ResearchKit: A Medical Research Revolution?

Research Kit Blog Image SizedIn what boils down to crowd-sourcing medical information, Apple’s ResearchKit promises to turn the iPhone into a powerful tool for medical research. But will it live up to that promise?

Apple is putting the power of clinical trials in our pockets with ResearchKit, the open-source software framework designed for medical and health research. It will help doctors and scientists gather data more frequently and more accurately from clinical research participants using iPhone apps, enabling faster insights at lower cost.

ResearchKit leverages the sensors and other capabilities of the iPhone to track movement, take measurements and record data. When granted permission from the user, ResearchKit can access data from Apple’s HealthKit app such as weight, blood pressure and glucose levels, which are measured by third-party devices and apps. ResearchKit can also request access from the user to access the accelerometer, microphone, gyroscope and GPS sensors to gain insight into a user’s gait, motor impairment, fitness, speech and memory.

Several world-class research institutions have already developed apps with ResearchKit for studies on asthma, breast cancer, cardiovascular disease, diabetes and Parkinson’s disease. Using the built-in templates for informed consent, users decide if they want to participate in a study and how their data—and which parts of their data—is shared. Participants can perform activities and generate data wherever they are, providing more objective information than simply filling out forms for their activities.

More data will be generated through these apps for researchers to analyze than ever before. For example, just four days after its release, Stanford University School of Medicine’s MyHeart Counts app was downloaded 52,900 times, with over 22,000 users consenting to the study. But more data isn’t necessarily better data.

On the surface, ResearchKit sounds like the long-awaited answer to ongoing issues in traditional clinical trial processes, including limited participation due to proximity to institutions running trials, frequent data entry and the integrity of that data and limited data collection.

Apple has created three customizable modules to address the most common elements across different types of clinical studies: surveys, informed consent and active tasks. Programmers can use these modules as they are, build upon them or even create new modules of their own.

ResearchKit initially includes five active task modules that invite users to perform activities under semi-controlled conditions, while iPhone sensors actively collect data. The tasks can be a simple ordered sequence of steps or dynamic, with previous results informing what is presented. In this way, researchers and programmers can create custom apps for their relevant disease states. These modules simply record the data and pass it on to the researchers; Apple does not store it or track it in any way.

Since ResearchKit resides on the iPhone, it will be easier to recruit participants for large-scale studies, accessing a broad cross-section of the population. The data that it collects mostly comes from sensors and other apps; there is little chance of error in the measurements as compared to patients recording their data in paper-based diaries. Even the data that patients will enter themselves into ResearchKit apps will be more accurate: programmers can put limits on that data so that it fits within proper parameters.
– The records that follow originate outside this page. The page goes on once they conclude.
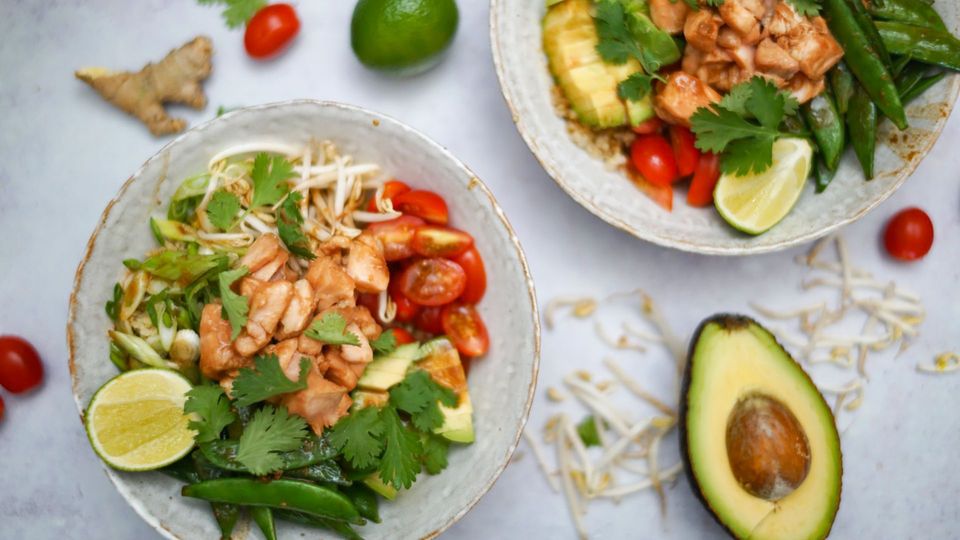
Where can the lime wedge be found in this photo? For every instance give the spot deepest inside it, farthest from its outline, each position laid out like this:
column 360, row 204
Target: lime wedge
column 136, row 422
column 756, row 202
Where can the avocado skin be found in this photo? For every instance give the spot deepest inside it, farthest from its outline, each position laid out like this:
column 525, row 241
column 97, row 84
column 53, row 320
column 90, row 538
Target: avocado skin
column 728, row 321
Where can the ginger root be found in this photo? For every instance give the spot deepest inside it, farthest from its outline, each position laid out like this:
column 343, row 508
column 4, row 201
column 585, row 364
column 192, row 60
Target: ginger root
column 175, row 79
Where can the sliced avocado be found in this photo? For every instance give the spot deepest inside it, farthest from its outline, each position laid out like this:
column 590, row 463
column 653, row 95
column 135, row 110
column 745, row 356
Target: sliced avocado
column 759, row 442
column 388, row 370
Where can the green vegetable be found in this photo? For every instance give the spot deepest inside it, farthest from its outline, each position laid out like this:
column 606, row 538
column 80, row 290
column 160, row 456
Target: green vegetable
column 864, row 58
column 284, row 494
column 862, row 125
column 924, row 44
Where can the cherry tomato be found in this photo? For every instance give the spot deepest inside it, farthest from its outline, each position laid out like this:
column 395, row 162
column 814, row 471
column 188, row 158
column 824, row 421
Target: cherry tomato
column 472, row 264
column 684, row 150
column 402, row 336
column 433, row 282
column 653, row 125
column 270, row 30
column 434, row 241
column 465, row 328
column 396, row 235
column 653, row 157
column 909, row 235
column 390, row 190
column 20, row 367
column 424, row 204
column 406, row 309
column 428, row 320
column 704, row 180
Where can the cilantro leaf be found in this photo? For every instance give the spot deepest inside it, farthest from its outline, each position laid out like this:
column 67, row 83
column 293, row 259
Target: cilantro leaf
column 332, row 330
column 400, row 462
column 419, row 396
column 222, row 209
column 357, row 436
column 235, row 307
column 210, row 403
column 386, row 343
column 270, row 430
column 289, row 222
column 435, row 454
column 265, row 380
column 269, row 176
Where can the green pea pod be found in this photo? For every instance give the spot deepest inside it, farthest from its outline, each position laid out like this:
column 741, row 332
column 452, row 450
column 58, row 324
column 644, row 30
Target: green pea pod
column 263, row 517
column 365, row 500
column 825, row 122
column 907, row 11
column 285, row 494
column 924, row 44
column 223, row 453
column 862, row 124
column 864, row 60
column 338, row 527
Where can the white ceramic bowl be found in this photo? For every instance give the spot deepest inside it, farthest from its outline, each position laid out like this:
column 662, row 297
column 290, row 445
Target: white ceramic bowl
column 515, row 34
column 501, row 384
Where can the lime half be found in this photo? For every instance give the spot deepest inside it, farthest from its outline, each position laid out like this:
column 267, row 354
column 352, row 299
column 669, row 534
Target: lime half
column 403, row 36
column 136, row 422
column 756, row 202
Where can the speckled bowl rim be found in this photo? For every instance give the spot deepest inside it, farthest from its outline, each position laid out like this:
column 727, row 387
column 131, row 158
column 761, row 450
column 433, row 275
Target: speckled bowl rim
column 474, row 182
column 908, row 168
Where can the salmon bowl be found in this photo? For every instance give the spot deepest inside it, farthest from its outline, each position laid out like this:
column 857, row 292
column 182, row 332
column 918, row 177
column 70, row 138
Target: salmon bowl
column 291, row 210
column 596, row 165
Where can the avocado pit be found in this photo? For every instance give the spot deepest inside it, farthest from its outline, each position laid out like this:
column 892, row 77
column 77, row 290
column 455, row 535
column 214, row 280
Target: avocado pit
column 767, row 447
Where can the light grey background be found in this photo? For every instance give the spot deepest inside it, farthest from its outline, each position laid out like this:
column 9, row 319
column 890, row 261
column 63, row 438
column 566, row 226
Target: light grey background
column 64, row 153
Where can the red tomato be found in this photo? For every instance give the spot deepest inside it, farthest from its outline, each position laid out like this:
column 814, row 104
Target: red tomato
column 909, row 235
column 395, row 235
column 465, row 328
column 406, row 309
column 270, row 30
column 684, row 150
column 434, row 241
column 390, row 190
column 472, row 264
column 653, row 157
column 20, row 367
column 402, row 336
column 424, row 204
column 652, row 125
column 429, row 320
column 704, row 180
column 433, row 282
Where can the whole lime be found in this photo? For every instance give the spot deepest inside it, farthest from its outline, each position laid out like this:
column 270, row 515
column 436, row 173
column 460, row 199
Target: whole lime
column 403, row 36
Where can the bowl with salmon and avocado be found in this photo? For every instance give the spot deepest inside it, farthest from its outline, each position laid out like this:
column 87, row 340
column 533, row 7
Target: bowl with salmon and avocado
column 728, row 127
column 303, row 318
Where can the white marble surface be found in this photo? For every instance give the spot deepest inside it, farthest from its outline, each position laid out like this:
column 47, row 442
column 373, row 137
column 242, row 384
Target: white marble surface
column 64, row 153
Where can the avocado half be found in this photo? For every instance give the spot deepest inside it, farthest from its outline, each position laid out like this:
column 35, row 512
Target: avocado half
column 759, row 442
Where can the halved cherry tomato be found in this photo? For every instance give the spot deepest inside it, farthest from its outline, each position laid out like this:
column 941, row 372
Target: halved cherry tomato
column 433, row 282
column 406, row 309
column 704, row 180
column 424, row 204
column 390, row 190
column 396, row 235
column 653, row 157
column 402, row 336
column 434, row 241
column 652, row 125
column 20, row 367
column 684, row 150
column 463, row 325
column 428, row 320
column 909, row 235
column 472, row 264
column 270, row 30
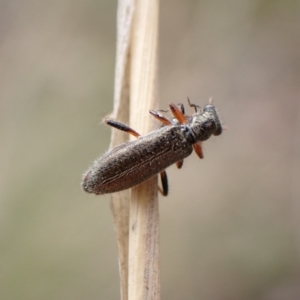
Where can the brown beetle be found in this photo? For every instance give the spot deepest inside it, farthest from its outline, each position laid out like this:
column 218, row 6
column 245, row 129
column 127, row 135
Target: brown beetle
column 134, row 162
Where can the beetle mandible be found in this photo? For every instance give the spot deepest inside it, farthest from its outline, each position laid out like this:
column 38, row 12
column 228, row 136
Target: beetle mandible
column 136, row 161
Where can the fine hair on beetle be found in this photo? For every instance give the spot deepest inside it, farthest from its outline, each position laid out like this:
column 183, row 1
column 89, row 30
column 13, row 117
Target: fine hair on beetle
column 134, row 162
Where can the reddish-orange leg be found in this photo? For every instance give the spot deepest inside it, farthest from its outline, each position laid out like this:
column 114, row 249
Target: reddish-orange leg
column 163, row 175
column 182, row 120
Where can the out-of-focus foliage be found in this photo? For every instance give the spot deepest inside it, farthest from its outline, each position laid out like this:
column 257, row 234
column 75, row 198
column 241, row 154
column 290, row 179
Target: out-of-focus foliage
column 230, row 228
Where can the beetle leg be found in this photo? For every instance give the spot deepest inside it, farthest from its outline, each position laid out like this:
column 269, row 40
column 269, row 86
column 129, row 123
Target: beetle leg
column 179, row 164
column 198, row 149
column 177, row 114
column 164, row 182
column 181, row 106
column 196, row 107
column 160, row 117
column 122, row 127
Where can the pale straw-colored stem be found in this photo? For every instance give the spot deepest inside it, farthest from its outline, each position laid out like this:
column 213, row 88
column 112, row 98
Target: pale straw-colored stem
column 136, row 88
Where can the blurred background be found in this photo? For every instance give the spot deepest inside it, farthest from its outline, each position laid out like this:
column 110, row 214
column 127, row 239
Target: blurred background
column 230, row 228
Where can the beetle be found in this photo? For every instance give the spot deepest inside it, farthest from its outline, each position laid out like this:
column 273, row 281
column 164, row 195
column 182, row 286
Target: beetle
column 134, row 162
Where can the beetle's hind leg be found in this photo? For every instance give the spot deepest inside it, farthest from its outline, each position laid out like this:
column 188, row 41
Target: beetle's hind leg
column 198, row 149
column 164, row 182
column 122, row 127
column 196, row 107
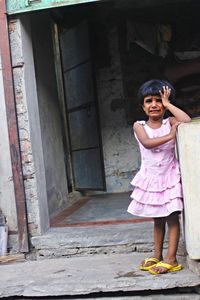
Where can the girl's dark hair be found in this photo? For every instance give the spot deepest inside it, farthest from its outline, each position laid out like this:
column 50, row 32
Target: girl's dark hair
column 152, row 87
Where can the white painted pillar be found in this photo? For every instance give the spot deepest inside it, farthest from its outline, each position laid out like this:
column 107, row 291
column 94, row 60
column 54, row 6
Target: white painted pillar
column 189, row 157
column 7, row 193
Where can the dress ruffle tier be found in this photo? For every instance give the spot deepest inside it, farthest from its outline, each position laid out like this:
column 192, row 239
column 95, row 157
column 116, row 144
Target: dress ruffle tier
column 157, row 186
column 155, row 195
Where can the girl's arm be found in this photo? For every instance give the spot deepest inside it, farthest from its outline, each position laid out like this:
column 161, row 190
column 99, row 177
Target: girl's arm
column 179, row 115
column 149, row 143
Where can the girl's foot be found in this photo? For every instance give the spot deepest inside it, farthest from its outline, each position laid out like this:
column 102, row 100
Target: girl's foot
column 165, row 267
column 148, row 263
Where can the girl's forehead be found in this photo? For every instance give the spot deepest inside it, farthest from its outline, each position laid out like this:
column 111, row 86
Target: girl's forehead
column 152, row 96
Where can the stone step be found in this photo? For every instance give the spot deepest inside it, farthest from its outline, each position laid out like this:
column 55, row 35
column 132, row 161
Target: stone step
column 92, row 277
column 69, row 241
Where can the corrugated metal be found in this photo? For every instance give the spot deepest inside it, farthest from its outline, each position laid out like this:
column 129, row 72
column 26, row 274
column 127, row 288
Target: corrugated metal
column 21, row 6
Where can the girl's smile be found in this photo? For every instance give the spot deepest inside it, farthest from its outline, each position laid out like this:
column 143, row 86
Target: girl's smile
column 153, row 106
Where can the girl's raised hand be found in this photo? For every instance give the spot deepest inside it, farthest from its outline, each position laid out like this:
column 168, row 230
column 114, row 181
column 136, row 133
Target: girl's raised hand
column 165, row 96
column 173, row 129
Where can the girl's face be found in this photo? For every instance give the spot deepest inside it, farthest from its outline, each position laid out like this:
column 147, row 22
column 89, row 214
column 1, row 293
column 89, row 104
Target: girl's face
column 153, row 107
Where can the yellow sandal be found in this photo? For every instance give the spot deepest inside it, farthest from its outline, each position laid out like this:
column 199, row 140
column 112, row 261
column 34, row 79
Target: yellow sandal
column 149, row 259
column 168, row 267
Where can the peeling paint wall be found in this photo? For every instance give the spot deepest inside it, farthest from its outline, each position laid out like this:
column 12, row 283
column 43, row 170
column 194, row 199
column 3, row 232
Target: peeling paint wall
column 28, row 124
column 120, row 150
column 50, row 115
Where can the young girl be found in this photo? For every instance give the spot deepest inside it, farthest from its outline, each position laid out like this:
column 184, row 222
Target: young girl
column 157, row 191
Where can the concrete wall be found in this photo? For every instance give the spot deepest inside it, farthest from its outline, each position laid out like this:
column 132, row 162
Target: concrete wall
column 29, row 125
column 120, row 150
column 7, row 193
column 50, row 116
column 188, row 146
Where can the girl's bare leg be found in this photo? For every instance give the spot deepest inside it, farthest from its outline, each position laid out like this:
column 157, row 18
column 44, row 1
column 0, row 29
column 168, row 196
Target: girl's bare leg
column 159, row 234
column 173, row 236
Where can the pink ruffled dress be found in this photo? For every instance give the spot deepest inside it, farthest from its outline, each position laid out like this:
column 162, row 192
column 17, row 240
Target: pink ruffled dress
column 157, row 186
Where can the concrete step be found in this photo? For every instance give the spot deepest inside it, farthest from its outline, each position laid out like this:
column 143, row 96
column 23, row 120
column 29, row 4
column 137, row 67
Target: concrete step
column 69, row 241
column 91, row 277
column 175, row 296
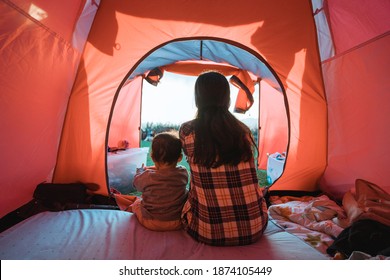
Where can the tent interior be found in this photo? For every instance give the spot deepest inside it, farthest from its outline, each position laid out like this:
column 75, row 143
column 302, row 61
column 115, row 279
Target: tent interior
column 71, row 86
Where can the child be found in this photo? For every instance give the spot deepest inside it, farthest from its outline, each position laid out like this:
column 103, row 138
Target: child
column 163, row 186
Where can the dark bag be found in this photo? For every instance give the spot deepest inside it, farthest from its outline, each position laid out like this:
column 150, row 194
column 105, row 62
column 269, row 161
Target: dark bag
column 55, row 195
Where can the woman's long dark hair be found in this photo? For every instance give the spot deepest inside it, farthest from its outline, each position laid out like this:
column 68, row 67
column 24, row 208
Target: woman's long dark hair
column 220, row 138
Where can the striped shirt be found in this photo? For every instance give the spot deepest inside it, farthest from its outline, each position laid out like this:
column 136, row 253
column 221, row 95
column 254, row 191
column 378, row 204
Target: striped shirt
column 225, row 205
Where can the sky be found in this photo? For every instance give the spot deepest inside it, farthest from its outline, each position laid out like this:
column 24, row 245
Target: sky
column 172, row 101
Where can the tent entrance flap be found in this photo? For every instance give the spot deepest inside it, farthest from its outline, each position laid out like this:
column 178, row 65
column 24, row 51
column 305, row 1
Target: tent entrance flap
column 245, row 69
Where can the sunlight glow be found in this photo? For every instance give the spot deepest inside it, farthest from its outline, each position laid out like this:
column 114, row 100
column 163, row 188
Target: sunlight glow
column 37, row 13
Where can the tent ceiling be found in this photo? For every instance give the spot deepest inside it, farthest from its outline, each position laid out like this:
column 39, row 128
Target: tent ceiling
column 207, row 50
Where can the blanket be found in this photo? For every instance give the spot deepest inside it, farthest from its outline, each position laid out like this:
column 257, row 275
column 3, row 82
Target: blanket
column 310, row 218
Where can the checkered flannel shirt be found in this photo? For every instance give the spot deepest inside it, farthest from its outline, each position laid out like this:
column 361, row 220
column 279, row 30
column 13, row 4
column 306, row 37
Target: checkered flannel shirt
column 225, row 205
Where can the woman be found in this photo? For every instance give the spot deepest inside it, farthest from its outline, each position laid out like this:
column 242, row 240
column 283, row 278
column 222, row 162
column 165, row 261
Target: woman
column 225, row 205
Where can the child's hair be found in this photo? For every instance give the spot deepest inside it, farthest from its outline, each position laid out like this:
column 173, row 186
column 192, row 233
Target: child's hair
column 166, row 147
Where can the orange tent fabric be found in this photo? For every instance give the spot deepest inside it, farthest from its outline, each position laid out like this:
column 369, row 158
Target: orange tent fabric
column 123, row 33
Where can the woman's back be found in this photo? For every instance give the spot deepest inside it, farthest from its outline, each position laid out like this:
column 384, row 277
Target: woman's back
column 225, row 205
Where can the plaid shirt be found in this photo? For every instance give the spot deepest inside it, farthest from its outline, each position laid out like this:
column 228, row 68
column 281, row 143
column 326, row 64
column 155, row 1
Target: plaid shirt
column 225, row 205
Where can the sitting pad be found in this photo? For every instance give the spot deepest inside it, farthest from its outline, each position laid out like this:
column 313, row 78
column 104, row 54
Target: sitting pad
column 90, row 234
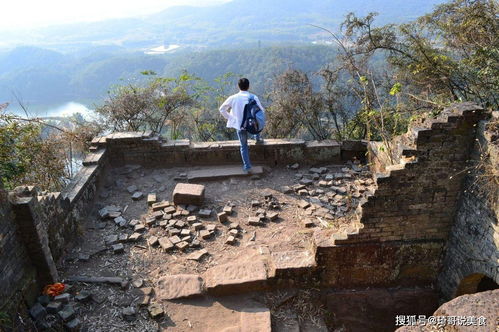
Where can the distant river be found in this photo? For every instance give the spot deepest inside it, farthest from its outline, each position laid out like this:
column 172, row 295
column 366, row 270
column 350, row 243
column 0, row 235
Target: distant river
column 65, row 109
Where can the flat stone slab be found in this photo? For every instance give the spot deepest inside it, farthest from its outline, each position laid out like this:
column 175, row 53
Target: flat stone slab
column 179, row 286
column 255, row 320
column 188, row 193
column 235, row 274
column 294, row 259
column 221, row 173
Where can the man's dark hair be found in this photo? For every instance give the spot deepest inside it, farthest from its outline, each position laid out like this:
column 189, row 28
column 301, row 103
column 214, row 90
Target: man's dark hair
column 243, row 84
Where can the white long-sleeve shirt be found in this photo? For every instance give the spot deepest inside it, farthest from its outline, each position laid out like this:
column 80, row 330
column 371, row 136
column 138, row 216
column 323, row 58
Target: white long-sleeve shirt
column 236, row 104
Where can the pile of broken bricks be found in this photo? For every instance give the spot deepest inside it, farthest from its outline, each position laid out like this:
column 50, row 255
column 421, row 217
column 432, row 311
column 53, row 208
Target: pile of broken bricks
column 173, row 225
column 55, row 312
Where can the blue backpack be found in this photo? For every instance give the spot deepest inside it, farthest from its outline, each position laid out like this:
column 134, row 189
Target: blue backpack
column 253, row 118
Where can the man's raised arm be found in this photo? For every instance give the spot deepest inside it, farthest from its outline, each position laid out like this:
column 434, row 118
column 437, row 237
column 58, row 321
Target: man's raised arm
column 225, row 107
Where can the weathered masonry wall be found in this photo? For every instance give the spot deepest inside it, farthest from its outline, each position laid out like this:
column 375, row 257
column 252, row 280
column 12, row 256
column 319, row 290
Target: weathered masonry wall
column 144, row 149
column 17, row 274
column 34, row 231
column 35, row 228
column 405, row 224
column 473, row 249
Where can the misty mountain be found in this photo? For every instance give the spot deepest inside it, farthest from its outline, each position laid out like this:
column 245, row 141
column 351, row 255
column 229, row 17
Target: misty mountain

Although ResearchKit solves many issues with clinical trials, it also creates some of its own.

Patient population

Apple promises access to a diverse, global population through ResearchKit, but that population might not represent the population as a whole.

IPhone users are more wealthy and educated than the general population, and minority groups are underrepresented in its user base. Additionally, ResearchKit is only available on iPhone 5 and newer models and the latest generation of iPod touch, which excludes a large segment of iPhone users.

On top of that, the patient populations for ResearchKit apps will be largely self-selected: those using the apps are already likely to be interested in their own health. So can the results generated from this narrowly defined population be extrapolated to the population as a whole?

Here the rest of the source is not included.